Mr. Archie...the end of an era! Well, no, I really can't say that as there are a lot of us SM members with dogs that are all aging. That's the scary part, so many of us were here for at least 10 or more years, and it's sad to know there will be more pups passing in the next few years. My Abbey is 11 now, but she's still like a puppy...thank goodness!! I'll miss my guy, he was part of my soul.



sophiesmom said:


> Pat my heart is filled with tears for you. I too read this on FB and was so saddened. There are many who have gone before sweet Archie but he was the one we all loved to see with you, sharing and enriching your life. Hugs to you for today, and in days to come. May you know that letting him go was letting him free from pain.

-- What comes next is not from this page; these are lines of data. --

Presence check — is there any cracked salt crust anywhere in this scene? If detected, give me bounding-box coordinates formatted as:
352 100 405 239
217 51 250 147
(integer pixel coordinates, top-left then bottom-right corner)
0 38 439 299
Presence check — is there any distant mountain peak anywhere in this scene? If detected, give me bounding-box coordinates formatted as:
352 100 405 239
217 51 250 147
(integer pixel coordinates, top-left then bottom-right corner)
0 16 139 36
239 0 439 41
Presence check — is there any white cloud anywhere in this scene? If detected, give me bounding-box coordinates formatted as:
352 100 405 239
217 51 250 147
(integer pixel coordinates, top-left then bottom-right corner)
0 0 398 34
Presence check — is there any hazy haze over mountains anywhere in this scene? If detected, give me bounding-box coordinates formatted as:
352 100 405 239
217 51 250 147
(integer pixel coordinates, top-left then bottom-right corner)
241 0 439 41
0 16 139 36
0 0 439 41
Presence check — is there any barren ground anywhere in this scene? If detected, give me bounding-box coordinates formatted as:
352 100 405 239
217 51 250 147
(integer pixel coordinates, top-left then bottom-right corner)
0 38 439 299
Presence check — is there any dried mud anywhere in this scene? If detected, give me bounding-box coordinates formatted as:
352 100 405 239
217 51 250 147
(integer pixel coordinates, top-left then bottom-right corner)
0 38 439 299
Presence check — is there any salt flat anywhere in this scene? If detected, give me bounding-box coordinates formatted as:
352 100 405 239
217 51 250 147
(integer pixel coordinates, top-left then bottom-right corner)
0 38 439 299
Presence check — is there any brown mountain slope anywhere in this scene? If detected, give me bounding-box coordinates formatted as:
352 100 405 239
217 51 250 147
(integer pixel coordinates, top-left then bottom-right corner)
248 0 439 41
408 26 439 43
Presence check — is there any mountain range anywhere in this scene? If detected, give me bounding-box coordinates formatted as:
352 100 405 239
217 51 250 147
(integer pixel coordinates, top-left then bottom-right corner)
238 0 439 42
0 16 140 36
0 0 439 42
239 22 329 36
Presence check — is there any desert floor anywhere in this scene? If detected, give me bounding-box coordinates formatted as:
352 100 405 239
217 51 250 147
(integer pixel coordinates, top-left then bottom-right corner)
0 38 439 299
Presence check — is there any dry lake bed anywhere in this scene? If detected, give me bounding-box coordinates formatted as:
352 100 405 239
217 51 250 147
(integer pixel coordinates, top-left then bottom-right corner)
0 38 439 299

Thank you for your kind words. I loved sharing my boy with everyone here, he was so special. And you're right...I have no regrets about letting him go now. It's so hard to know "when"..but after it was over, I felt at peace. He needed peace...he really did.



revakb2 said:


> I wish I had the words to ease your pain. I always felt Archie and Bogie would have been best buds had they had the opportunity to meet. Arch was much like my Bogie. They both led us to this wonderful world of Maltese and helped us make such special relationships. We'll all miss you.


Reva, yep....you're like me. Our boys are special, but we travel with the girls :thumbsup: I'm sure the "guys" would have bonded, and would enjoy the laid back life. When you got him, did you ever think we'd end up with so many wonderful friends???? And so many fun experiences??? I'll never forget that guy, I loved him with all my heart. He needed this rest...he really did. That's probably the only reason I am not a basket case.



wkomorow said:


> What a face, he was one very special pup. I know that he was growing more and more uncomfortable, and he is now released from his pain. He had a long loved life and brought smiles to many. May your heart heal quickly. May your sadness be replaced with happy memories.


Thanks Walter, you know I've been sad and upset about Archie for a long time now. He's had trouble breathing for the longest time...it made me uncomfortable just to watch him. So now that he's gone, I may miss the heck out of him, but I feel a peace for him. ....and I also have all those 12 years of memories. No regrets here...except that I would have loved to have another 12 years with him.


----------



## The A Team (Dec 1, 2005)

aprilb said:


> I am so sorry, Pat..:smcry: We will all miss sweet Archie..he had a long, happy life with you and he knew he was loved...I wonder how Abbey and Ava will take this..my Rose and Lily grieved when we lost Eva, but I think it hit Lily harder..I know you will hug them a little tighter...it doesn't really matter how old they are, it hurts a lot when we lose them...run free, sweet Archie...:crying:


Thanks April for the comforting words. I agree that Archie had a really really good life. He was doted on every day :wub: ...and as much as we tried to keep the dogs quiet, whenever a boat went by, we'd yell to him "ARCH...BOAT!!!" oh my he was so happy to run up and down the deck barking that the boats....silly, but I loved to make him happy. As for the others...you know, I'm not really sure....they don't seem to be acting differently. I think Ava has been a little confused at dinner time as I've moved her food bowl over to Archie's spot... I've been giving each one extra loving every day. Oh heck, I always give each of them extra loving. I love each and every one...even the knucklehead, Tinker :wub: Archie needed to rest, he really did. And that fact makes me feel comforted a bit.



Smtf773 said:


> So very sad to hear this news. The love we and they have is so unconditional that when they leave us it leaves such a great void. I'm sending big hugs your way. Always remember Arch will wait for you.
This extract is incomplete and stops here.